Man on a Cleantech Mission: A VC Visits the U.K. (Day Two)
London: Monday, June 9th *
Day 1 started strong and stayed that way. A set of briefings and discussions at the U.K. Trade & Investment offices, a startup company pitch, coffee with Bernie Bulkin from Vantage Point Venture Partners, a trip to the House of Commons to watch their debate on the Climate Change Bill (followed by a visit to the Member’s Pub for a pint), and a reception with a variety of U.K. cleantech leaders. And this was only Monday…
I hope to get the various presentations to post here, but here are the take-aways, which are many. The day’s high-level impressions are that the U.K. faces many of the same challenges as the U.S. Or more precisely, we face their same challenges, but we face it on a much larger scale, are behind on the policy front, and do not have the same utility industry dynamics to rely completely on incentives and market mechanisms to solve our infrastructural challenges. So as much as I am surprised to say it, I am increasingly considering the need for more creative government intervention and funding to help drive some of these necessary changes.
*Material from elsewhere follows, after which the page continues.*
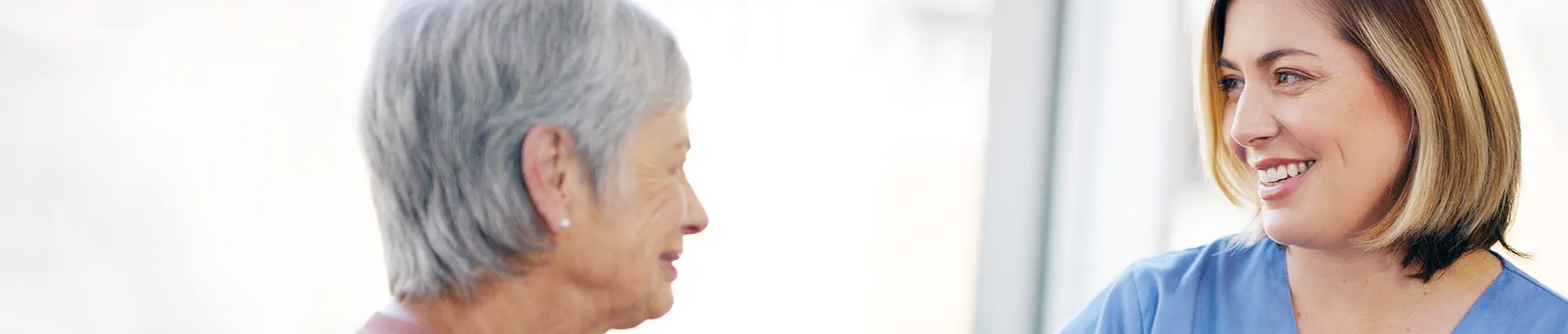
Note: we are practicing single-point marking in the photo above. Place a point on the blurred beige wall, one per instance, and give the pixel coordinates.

The day started with Adam Brown, the U.K. Trade & Investment team’s Global Cleantech Sector Champion, who briefed us on the challenges and opportunities in the U.K. They need to increase renewables to 20 percent by 2020 (they are currently at 5 percent). They rely heavily on coal and gas for electricity production and are significant net importers of both (from Norway, Russia, and South America). Areas of hopeful gain are on- and off-shore wind, wave, tidal, and increasingly, nuclear energy (although this does not figure into the renewables figure). Of note, the U.K. has already deployed over 2 gigawatts of off-shore wind capacity with another 7 gigawatts in various stages of planning. All this while Cape Wind struggles to find support as the first off-shore wind deployment in the U.S. It is also notable that nuclear seems to face a much smoother path towards new deployments than in the U.S. (currently 20 percent of the capacity of U.K. electricity is from nuclear).
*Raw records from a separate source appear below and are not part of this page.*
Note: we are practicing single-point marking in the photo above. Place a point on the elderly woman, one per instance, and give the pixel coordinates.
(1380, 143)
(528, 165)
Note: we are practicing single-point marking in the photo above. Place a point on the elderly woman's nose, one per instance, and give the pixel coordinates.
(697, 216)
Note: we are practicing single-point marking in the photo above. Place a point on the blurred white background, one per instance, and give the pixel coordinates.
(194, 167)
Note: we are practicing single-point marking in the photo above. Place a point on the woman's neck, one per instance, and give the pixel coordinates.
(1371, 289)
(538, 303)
Next up was Nicki Pitts from National Grid, which we know well in New England but which is actually a U.K.-based company with its business and resources split evenly between the U.S. and U.K. She described the market dynamics of electricity and gas industries, and it was apparent that the U.K. has more of a free market dynamic as it relates to the production, distribution, and retailing of utilities (and there are rules prohibiting players from being in more than one segment). This puts the onus on the utilities to manage their quality and profitability, and results in choice for the consumer.